Die Autorin, DJane und Musikhistorikerin hat mit diesem Sachbuch nämlich nicht nur versucht, mehrere Jahrzehnte Musikgeschichte komprimiert anhand vieler Interview- und Textpassagen zu rekonstruieren, sondern auch die Essenz von Post-Rock zu destillieren. Kein einfaches Unterfangen, ist doch bist heute schwierig zu erklären, was denn genau diese Rock-Unterart ausmacht. 1994 von Kritiker Simon Reynolds erschaffen, ist die Wortkreation vor allem ein Sammelbegriff für Bands und Künstler, die sich gegen die Regeln und die Kunst vor Konsum stellten. Dabei werden Einflüsse aus Dub, Electronica, Krautrock und Punk genauso zugelassen wie das Ignorieren einer Bandhirarchie und der Abbau des Ego.
Frühe Bands des Post-Rock waren weder weit bekannt noch wirklich gewillt, viele Konzerte zu geben. So tüfelten Bands wie Slint, Disco Inferno, Codeine oder Tortoise lieber tagelang an Klängen und Präsentation, als sich vor Leuten aufzuspielen und ihre Namen in die Welt zu tragen. Somit ist es interessant, dass Jeanette Leech in grosser Arbeit viele alte Zitate und Gespräche mit diesen Musikern zusammengetragen hat und man nun in „fearless.“ auf eine sehr informative Zeitreise gehen darf. Die Menge an Informationen und Namen machen zwar den Lesegenuss nicht immer leicht, oft verspürt man aber eine grosse Lust, die erwähnten Alben und Bands aufzustöbern und in aller Ruhe zu entdecken.

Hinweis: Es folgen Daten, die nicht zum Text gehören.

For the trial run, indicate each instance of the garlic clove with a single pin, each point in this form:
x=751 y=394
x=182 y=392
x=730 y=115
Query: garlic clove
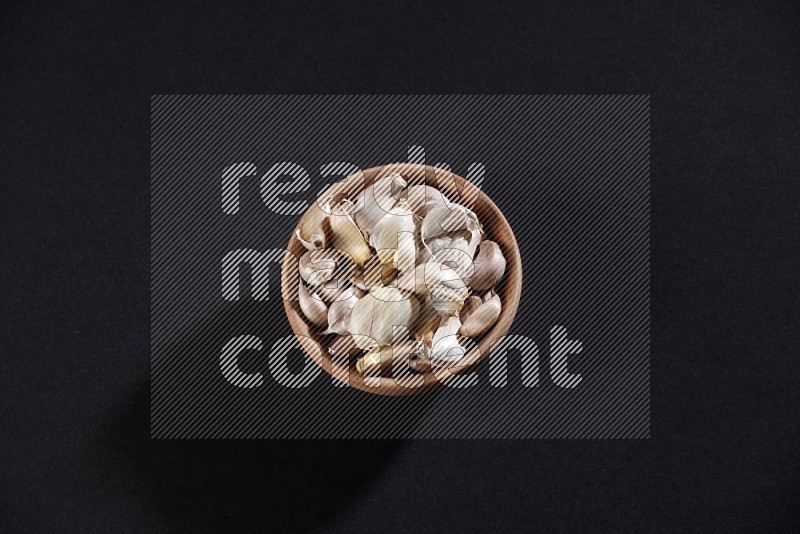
x=447 y=219
x=376 y=360
x=394 y=237
x=470 y=305
x=457 y=251
x=446 y=350
x=419 y=363
x=443 y=284
x=343 y=346
x=312 y=231
x=332 y=291
x=317 y=266
x=490 y=265
x=312 y=306
x=483 y=318
x=346 y=235
x=374 y=274
x=381 y=360
x=379 y=312
x=422 y=198
x=339 y=315
x=379 y=199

Somit ist „fearless.“ nicht unbedingt für alle Leser geeignet, wer sich aber detailliert mit der Stilrichtung Post-Rock und den prägenden Bands aus den Achtzigern und Neunzigern beschäftigen will, der findet hier viele Stunden voller Unterhaltung. Jeanette Leech schreibt angenehm, wechselt zu Beginn aber etwas willkürlich die Perspektive. Dies wird mit der Zeit stringenter und das Buch ist in thematisch geordnete Kapitel eingeteilt. Und um alles etwas fassbarer zu machen, sind zwei Bildstrecken inkludiert. Damit ist diese Veröffentlichung eine Feier für einen Begriff, der heute nur noch als Abklatsch existiert und vor allem eine Orientierungshilfe darstellt. Aber jetzt alle in die Plattenläden, die Diskografie von Talk Talk will gekauft werden.